Now it’s official! There she is — the next made in South Africa Mercedes-Benz C-Class.

Following those grainy leaked pictures yesterday, W206 Mercedes-Benz has now officially revealed the all-new W206 C-Class. Mercedes likes to think of the new C as the Baby S-Class. It has big brother’s new second generation big screen MBUX infotainment and it’s based on the MRA II modular platform it actually shares with the E and S-Class. So in part that statement rings quite true.


The new C-Class is of course once again big news for South Africa, with much of the newcomer’s global production set to come out of Plant East London. C has grown by 65 to 4,751 millimetres, is 1.82 metres wide and is 9 mm shorter, but its wheelbase grows 2.5 centimetres to 2.86 meters for a larger boot and more rear legroom.

Another evolutionary styling step, the biggest change comes inside where a large 11.9 inch screen dominates the centre console as it does in the new S-Class. Powered by the latest second-generation MBUX infotainment, the system blends seamlessly to a strip that operates the air conditioning and the like, while classic round air vents continue.

Base models will have a smaller nine-inch screen, while the digital instrument cluster now sits alone behind the three-spoke steering wheel and ther’s also an all-new augmented reality full colour head-up display with navigation. MBUX gains significantly more powerful hardware and an integrated Online Music feature to unite all major streaming providers.


In a major detour however, the new C-Class will now only be powered by four-cylinder engines. That starts with an all-new 125 kW 1.5-litre M254 petrol with a particulate filter in the C 180, and making 100 kilowatts per litre in the 150 kW C200. Next up is a 190 kW C300 4-Matic AWD with a 25 kW 30 second overboost.

A 233 kW 550 Nm plug-in hybrid C 300 e follows later in the year with a 95 kW electric motor and up to 100 km of purely electric range. A future plug-in hybrid will deliver a 150 km electric driving. The plug-in hybrids will have smaller fuel tank volumes because those cars will mostly be driven on electric power and require less fuel on board.

Flagship AMG C43 and C63e models also will be four-bangers only, but making comparable power and torque to the V6s and V8s they replace when they follow.


Three much improved OM 654 four-cylinder turbodiesels include the 121 kW C 200 d, 150 kW C 220 d and 200 kW C 300 d, with all-wheel optional on the 220 d. The new turbodiesels all share a new 94.3 mm stroke crankshaft to up displacement to 1,992 cm³, while both twin watercooled turbochargers now have variable turbine geometry for improved response. There’s also a new NOX storage catalytic converter, diesel particulate filter and two SCR cats.

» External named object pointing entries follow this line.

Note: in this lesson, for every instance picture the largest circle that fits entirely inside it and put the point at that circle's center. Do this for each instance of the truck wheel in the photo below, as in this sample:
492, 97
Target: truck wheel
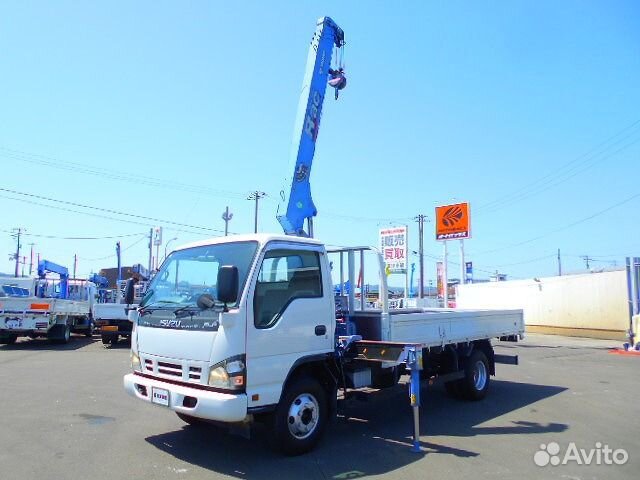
193, 421
300, 417
109, 341
475, 383
8, 340
453, 388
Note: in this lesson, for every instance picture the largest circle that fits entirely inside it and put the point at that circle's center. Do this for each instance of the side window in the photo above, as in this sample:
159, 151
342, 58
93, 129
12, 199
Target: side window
284, 276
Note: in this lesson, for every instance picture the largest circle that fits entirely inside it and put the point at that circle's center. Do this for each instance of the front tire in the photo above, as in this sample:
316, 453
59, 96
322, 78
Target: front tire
109, 341
301, 416
90, 328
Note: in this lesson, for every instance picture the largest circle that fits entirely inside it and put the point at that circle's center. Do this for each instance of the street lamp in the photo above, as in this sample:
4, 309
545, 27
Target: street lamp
166, 245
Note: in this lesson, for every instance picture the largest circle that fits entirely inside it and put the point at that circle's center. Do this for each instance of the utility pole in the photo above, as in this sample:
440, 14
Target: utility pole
420, 219
559, 264
31, 261
17, 233
227, 216
256, 196
119, 262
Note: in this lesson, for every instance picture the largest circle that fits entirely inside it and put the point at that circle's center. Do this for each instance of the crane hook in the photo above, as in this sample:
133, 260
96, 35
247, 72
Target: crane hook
338, 79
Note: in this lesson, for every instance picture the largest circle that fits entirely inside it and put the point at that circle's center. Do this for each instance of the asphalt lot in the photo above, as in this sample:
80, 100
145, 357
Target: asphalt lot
65, 415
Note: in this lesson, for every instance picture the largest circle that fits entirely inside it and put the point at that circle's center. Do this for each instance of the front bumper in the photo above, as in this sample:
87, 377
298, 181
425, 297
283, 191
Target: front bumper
221, 407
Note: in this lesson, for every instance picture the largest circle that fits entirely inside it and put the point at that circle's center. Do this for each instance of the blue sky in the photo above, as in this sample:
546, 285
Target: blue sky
173, 110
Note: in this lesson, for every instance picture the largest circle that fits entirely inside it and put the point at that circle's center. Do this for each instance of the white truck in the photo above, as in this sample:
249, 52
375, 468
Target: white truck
244, 328
31, 307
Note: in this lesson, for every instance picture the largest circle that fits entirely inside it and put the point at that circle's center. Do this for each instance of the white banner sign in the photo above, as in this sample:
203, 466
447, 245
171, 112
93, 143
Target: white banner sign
393, 244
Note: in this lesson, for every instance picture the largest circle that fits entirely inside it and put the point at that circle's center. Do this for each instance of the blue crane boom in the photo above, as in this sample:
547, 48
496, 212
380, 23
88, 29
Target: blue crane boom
298, 204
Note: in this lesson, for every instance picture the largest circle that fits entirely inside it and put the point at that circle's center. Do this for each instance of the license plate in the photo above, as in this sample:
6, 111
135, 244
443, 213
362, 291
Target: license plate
160, 396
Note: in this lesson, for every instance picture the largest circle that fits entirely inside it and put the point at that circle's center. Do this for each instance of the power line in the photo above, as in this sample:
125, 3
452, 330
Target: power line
109, 237
566, 227
552, 184
75, 167
142, 237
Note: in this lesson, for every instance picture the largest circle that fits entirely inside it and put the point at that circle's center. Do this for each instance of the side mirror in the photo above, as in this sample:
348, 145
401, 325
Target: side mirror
129, 292
228, 284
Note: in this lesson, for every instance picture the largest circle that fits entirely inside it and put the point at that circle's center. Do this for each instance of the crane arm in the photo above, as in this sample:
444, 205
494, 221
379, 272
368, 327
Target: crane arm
298, 205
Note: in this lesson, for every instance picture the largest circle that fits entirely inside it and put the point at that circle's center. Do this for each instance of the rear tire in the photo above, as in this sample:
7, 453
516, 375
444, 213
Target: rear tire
453, 388
475, 383
301, 416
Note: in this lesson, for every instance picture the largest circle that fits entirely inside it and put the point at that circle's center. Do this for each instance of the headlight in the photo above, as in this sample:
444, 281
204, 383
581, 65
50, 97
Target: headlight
135, 361
228, 374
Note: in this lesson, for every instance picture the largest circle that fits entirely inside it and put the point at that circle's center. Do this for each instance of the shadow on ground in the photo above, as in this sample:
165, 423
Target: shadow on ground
375, 435
76, 342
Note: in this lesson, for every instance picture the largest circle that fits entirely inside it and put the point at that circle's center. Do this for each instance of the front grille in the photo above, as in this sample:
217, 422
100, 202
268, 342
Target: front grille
187, 373
170, 369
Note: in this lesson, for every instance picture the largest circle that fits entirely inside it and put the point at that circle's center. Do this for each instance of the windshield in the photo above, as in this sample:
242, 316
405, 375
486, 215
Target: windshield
187, 274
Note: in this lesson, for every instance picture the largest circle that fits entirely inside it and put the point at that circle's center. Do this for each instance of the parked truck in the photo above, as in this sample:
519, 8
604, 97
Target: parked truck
244, 328
111, 314
46, 307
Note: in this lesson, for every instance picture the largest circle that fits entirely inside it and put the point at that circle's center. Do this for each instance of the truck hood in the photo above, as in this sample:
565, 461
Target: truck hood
188, 338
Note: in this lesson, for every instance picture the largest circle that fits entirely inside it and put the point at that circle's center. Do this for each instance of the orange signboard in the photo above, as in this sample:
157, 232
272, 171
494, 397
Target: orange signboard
453, 222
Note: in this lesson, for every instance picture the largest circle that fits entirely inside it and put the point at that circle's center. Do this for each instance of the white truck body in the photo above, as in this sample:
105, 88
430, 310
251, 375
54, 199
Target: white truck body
271, 335
29, 315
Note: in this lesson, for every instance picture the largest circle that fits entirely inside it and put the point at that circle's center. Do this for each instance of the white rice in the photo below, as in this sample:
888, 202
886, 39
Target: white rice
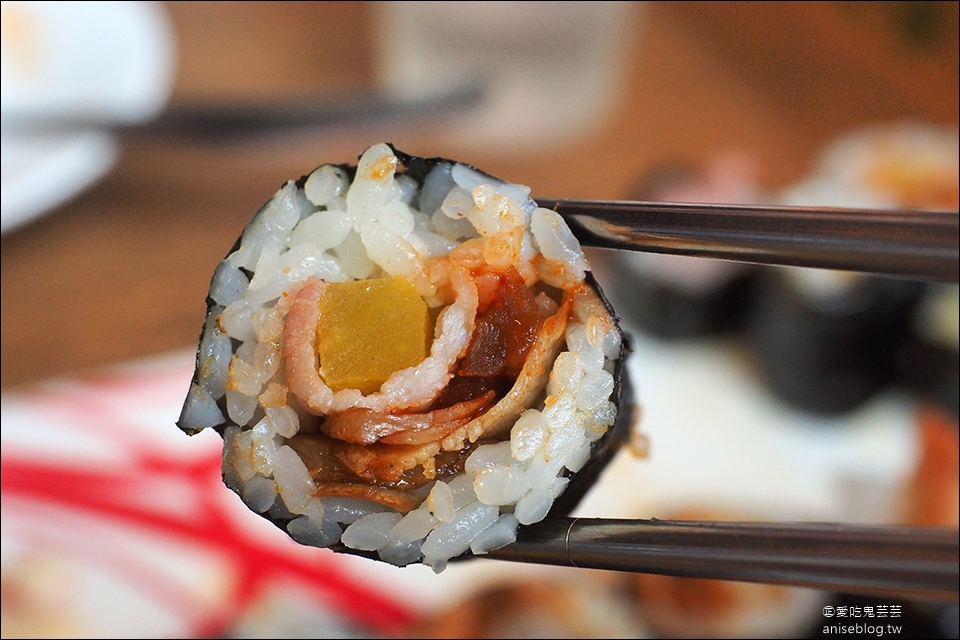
337, 231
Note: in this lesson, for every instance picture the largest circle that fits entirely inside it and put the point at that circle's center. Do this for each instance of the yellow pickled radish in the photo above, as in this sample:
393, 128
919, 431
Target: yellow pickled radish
368, 329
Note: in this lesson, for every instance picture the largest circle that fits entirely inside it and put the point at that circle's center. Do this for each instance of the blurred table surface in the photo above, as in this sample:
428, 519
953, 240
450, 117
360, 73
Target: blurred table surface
121, 271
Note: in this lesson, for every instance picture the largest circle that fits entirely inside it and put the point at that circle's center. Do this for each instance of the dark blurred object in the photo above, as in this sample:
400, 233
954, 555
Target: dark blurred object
535, 608
929, 362
678, 297
824, 341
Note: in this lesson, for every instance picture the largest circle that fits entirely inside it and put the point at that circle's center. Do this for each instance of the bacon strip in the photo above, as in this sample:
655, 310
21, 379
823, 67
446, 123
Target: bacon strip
365, 426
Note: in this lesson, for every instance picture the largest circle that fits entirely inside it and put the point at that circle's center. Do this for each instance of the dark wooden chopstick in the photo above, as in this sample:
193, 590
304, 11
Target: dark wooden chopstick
897, 242
868, 560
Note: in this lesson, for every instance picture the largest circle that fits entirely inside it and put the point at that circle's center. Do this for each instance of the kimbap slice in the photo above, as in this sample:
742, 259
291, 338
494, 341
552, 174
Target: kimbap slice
408, 359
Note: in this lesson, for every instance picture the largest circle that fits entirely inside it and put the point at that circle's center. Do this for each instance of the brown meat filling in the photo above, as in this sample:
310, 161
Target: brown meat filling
382, 457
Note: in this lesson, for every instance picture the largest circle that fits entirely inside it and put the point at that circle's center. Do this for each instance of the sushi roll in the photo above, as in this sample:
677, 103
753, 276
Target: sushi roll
408, 359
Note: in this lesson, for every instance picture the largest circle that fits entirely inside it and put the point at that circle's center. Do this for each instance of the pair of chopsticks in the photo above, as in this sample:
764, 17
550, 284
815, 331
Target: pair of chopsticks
885, 561
915, 244
869, 560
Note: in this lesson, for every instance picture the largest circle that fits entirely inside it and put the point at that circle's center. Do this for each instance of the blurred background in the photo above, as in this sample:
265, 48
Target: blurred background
139, 138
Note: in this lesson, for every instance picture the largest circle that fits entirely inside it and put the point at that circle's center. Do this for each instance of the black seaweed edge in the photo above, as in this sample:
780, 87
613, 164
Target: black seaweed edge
602, 451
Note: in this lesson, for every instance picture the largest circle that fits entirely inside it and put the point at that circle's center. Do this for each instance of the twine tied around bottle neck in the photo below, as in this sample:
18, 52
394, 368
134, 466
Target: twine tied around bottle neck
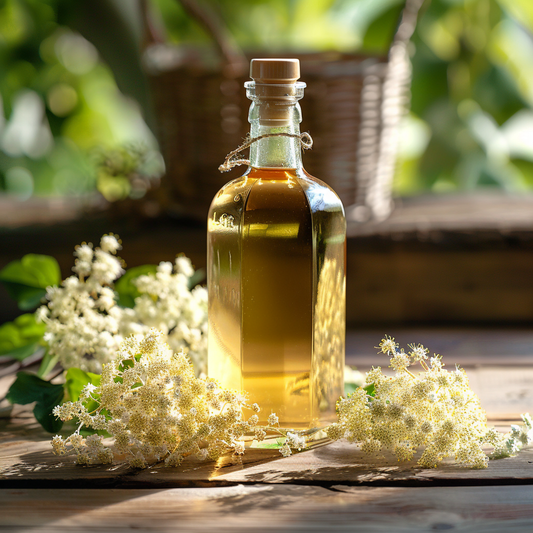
232, 160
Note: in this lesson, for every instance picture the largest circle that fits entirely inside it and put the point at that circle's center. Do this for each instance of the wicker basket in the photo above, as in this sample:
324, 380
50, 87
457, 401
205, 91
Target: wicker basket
352, 108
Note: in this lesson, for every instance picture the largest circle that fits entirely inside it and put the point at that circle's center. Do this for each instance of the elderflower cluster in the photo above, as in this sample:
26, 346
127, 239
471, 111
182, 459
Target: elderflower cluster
85, 326
155, 408
435, 410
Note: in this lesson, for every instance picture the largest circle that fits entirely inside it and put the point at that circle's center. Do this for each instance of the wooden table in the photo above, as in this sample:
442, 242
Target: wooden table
332, 488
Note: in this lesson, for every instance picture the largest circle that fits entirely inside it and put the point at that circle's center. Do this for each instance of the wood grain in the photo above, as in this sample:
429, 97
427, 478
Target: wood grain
266, 508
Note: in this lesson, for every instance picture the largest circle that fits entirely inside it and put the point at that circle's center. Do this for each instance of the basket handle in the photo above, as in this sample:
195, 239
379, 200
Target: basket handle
408, 19
235, 62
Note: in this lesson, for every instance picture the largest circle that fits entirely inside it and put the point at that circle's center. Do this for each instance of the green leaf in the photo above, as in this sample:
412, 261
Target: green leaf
22, 337
196, 278
126, 290
47, 364
76, 379
26, 279
29, 388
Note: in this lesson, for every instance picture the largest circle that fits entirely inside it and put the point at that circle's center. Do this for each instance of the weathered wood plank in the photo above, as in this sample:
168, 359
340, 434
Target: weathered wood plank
26, 460
267, 508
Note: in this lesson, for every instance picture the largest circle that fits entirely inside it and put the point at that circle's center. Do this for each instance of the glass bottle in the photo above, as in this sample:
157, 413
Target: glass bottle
276, 268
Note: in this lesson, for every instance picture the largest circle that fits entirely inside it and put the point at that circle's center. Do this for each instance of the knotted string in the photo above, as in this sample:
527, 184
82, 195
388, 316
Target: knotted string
232, 160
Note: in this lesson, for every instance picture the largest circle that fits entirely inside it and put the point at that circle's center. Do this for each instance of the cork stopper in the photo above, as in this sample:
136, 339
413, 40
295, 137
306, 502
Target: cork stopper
276, 88
275, 70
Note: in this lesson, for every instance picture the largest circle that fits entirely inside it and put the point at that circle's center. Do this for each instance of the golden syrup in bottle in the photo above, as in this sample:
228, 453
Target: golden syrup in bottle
276, 275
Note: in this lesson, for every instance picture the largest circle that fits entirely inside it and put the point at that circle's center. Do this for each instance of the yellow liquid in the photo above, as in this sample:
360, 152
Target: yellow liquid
276, 261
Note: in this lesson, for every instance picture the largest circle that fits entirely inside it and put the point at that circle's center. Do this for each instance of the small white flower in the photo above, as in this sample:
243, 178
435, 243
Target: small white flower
238, 447
285, 450
273, 419
110, 244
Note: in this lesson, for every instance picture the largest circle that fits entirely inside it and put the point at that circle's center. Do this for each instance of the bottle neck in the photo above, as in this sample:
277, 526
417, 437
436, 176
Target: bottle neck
277, 151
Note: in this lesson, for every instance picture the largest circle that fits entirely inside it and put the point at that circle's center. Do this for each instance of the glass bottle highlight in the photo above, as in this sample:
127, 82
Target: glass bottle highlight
276, 267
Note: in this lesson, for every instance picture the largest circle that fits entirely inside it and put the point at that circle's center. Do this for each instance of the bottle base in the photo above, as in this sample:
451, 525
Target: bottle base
277, 438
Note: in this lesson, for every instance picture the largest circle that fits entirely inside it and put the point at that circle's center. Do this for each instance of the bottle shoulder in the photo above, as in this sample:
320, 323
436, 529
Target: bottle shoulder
320, 195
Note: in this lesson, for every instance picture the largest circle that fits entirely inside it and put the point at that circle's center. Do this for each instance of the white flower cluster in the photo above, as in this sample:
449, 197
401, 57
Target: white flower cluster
167, 304
85, 326
435, 409
156, 409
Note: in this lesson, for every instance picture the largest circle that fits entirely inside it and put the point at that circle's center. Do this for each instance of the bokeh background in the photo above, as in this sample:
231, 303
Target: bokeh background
75, 102
79, 151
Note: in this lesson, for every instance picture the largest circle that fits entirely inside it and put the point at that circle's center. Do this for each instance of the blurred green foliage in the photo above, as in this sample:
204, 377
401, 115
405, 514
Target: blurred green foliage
471, 122
59, 102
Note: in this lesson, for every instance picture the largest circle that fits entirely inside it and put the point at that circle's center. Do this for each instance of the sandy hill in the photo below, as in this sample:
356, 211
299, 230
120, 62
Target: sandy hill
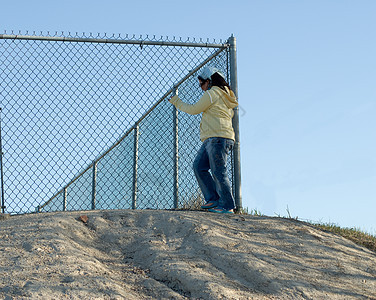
151, 254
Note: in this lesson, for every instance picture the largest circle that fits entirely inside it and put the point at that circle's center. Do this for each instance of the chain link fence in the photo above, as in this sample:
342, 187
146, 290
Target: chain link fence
86, 124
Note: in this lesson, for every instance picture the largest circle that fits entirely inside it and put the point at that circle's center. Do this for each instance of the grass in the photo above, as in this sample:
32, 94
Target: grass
355, 235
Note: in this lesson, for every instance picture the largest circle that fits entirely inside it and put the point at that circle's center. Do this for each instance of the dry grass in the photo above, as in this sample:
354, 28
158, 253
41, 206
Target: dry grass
355, 235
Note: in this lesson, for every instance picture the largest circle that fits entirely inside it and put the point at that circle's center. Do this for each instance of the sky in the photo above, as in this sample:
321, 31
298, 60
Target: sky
306, 87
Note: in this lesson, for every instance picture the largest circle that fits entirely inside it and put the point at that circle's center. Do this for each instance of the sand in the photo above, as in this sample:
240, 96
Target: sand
155, 254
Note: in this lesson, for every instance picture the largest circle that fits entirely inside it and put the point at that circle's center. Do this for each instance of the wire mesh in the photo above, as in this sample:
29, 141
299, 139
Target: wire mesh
69, 134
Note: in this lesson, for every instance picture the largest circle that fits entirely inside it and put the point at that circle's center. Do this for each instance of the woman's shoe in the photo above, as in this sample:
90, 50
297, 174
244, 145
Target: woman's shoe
210, 204
221, 210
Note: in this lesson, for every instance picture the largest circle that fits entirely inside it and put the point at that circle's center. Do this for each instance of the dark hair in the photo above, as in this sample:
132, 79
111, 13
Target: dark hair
218, 80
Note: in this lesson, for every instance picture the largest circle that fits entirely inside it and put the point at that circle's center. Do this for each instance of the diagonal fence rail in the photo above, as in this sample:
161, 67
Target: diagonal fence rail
86, 124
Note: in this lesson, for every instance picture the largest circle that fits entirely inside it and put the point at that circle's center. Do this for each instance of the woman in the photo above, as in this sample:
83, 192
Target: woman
217, 135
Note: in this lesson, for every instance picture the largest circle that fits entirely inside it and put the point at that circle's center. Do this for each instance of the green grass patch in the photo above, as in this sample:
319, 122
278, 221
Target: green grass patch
353, 234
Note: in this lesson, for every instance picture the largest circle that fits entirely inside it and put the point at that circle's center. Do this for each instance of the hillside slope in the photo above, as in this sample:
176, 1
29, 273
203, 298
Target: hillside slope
146, 254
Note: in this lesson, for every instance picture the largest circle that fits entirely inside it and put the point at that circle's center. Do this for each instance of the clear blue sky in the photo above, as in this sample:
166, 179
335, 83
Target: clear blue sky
307, 89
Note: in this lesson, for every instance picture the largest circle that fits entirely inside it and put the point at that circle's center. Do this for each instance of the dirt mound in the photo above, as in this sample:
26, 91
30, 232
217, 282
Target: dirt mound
144, 254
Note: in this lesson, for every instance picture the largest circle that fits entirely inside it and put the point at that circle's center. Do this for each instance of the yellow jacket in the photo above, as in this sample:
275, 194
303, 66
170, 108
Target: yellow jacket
217, 108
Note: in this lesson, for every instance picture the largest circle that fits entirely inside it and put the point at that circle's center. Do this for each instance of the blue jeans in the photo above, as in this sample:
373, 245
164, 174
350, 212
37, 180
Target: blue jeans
215, 186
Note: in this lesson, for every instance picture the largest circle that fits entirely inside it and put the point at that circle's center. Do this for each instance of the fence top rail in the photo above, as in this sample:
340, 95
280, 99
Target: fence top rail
113, 41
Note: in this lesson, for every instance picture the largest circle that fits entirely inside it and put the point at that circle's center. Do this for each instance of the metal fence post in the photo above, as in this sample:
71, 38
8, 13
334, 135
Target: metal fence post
1, 170
135, 166
176, 156
94, 186
65, 192
235, 122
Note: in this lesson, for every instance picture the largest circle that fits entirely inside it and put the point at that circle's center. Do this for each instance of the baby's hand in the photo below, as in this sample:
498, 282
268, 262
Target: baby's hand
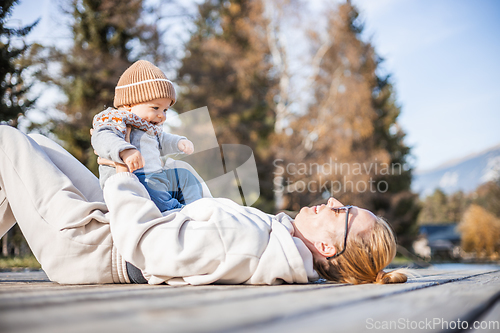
185, 146
132, 158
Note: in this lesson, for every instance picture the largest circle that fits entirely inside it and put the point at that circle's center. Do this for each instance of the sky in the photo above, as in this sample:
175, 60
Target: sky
443, 57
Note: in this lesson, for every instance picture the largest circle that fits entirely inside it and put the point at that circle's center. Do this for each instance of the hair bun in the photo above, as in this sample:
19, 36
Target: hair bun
390, 277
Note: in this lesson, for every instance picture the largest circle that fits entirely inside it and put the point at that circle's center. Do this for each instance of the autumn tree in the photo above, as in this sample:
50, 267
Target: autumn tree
227, 69
480, 231
348, 143
107, 37
13, 62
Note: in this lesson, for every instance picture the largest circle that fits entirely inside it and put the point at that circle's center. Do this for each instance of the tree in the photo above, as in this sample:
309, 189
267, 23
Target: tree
348, 143
487, 195
13, 62
13, 95
105, 34
227, 68
480, 232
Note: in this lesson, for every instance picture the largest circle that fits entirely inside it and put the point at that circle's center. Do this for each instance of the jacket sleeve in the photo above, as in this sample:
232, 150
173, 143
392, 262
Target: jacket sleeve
108, 141
168, 143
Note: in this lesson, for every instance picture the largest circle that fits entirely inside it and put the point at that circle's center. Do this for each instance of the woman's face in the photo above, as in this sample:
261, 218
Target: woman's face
322, 224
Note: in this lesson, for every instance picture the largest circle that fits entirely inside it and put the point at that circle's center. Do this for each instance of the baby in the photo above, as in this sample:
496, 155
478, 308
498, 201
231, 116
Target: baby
131, 134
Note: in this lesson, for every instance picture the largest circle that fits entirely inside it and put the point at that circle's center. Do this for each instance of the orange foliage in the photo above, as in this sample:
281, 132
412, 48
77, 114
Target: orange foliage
480, 232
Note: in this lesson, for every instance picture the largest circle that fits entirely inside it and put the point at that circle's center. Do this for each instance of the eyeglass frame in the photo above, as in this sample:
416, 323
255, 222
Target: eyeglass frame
346, 209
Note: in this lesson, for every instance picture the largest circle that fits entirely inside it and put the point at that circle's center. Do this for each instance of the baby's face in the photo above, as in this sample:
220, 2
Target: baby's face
152, 111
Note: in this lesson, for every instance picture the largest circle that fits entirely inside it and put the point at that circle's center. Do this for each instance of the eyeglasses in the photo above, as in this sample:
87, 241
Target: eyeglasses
338, 209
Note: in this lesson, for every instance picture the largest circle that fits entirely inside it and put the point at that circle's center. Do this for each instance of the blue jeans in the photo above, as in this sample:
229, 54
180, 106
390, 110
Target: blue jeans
171, 188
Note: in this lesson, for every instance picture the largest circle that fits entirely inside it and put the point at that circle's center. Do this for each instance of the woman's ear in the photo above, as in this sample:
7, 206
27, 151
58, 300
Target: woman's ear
325, 249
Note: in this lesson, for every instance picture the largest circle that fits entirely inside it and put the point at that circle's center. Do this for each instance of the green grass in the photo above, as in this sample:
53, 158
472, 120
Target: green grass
19, 262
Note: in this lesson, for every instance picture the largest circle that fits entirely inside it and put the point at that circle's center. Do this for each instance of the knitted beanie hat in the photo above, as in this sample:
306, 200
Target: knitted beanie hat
142, 82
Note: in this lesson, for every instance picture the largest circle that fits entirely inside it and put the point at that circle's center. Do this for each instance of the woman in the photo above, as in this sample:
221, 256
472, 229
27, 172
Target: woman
80, 235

The new C platform is designed to accommodate both combustion engines and electric drives. W 206 rolls on new four-link front and steering multi-link rear axles with optional continuous adjustable damping and a sports suspension. That rear axle steering turns up to 2.5 degrees to reduce the turning circle by 43 cm.

Security system enhancements include latest digital headlights pioneered in the S and latest sensor technology for improved lane keeping and lane change, adaptive cruise control and emergency braking assistant performance. And the improved deployment of airbags more in the event of a collision.


Comfort equipment is also improved with tweaked driver and front passenger seat massage functions, heated rear seats for the first time optional filtered and ionized Air Balance package among the enhancements.

A definite for South Africa, work continues apace at Mercedes’ East London plant in preparation for C-Class production, once again for both local consumption and export.